Le royaume est néanmoins déterminé à annuler « sa contribution
volontaire au fonctionnement de la Minurso ». Ce qui constitue un retour
sur les engagements figurant dans la résolution du Conseil de sécurité
adoptée le 28 avril 2015. « L’appellation même de Minurso est dépassée,
explique un connaisseur. Elle évoque l’organisation d’un référendum, une
option caduque selon le Conseil de sécurité, qui, depuis plus d’une
décennie, s’est résolu à favoriser une solution politique. » Le
renouvellement annuel du mandat de la Minurso, lors d’un vote au Conseil
de sécurité, s’est transformé depuis quelque temps en épreuve pour la
diplomatie marocaine. À chaque rendez-vous, le Polisario demande à ce
que la mission élargisse ses compétences à la surveillance des droits de
l’homme, pour tenter d’affaiblir la position du royaume.
Que va-t-il se passer au Conseil de sécurité ?
Cette année encore, le Maroc devra s’employer à contrer ces
manœuvres. D’autant que le rapport du secrétaire général, qui doit faire
l’objet d’un vote fin avril, risque fort d’être critique. L’attribution
à la Minurso d’une mission de suivi des droits de l’homme pourrait
refaire son apparition dans le projet de résolution. Les membres du
Western Sahara Caucus, favorables aux thèses du Polisario, ont annoncé
qu’une audition portant sur ce sujet serait organisée au Congrès des
États-Unis le 23 mars. Une menace à relativiser, le Maroc étant toujours
parvenu à mobiliser les grandes puissances pour écarter une telle
hypothèse.
Il semble pouvoir compter désormais sur un nouvel allié, membre
permanent du Conseil de sécurité. Car, pendant que la crise avec l’ONU
prenait de l’ampleur, Mohammed VI signait avec le président Poutine, à
Moscou, une « déclaration sur un partenariat stratégique approfondi ».

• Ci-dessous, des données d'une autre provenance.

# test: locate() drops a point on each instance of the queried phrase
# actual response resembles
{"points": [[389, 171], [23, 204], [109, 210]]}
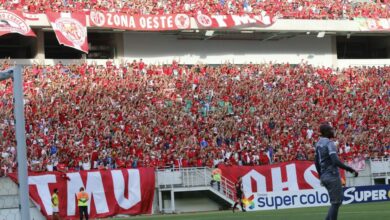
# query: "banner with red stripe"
{"points": [[70, 29], [13, 22]]}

Il y est stipulé que « la Russie et le Maroc ne soutiennent aucune
tentative d’accélérer la poursuite du processus politique, ni aucun
abandon des paramètres définis dans les résolutions actuelles du Conseil
de sécurité ».
Comprenez : Poutine ne cautionne pas la pression que Ban Ki-moon
exerce sur le Maroc, à quelques mois de la fin de son mandat de
secrétaire général. En 2007, Moscou avait été sensible aux arguments de
l’Algérie pour exclure du projet de résolution un passage qualifiant la
proposition marocaine d’autonomie de « base réaliste des négociations ».
Les temps changent, les positions aussi… D’ici à la fin avril, les
sables mouvants du Sahara pourraient réserver bien des surprises.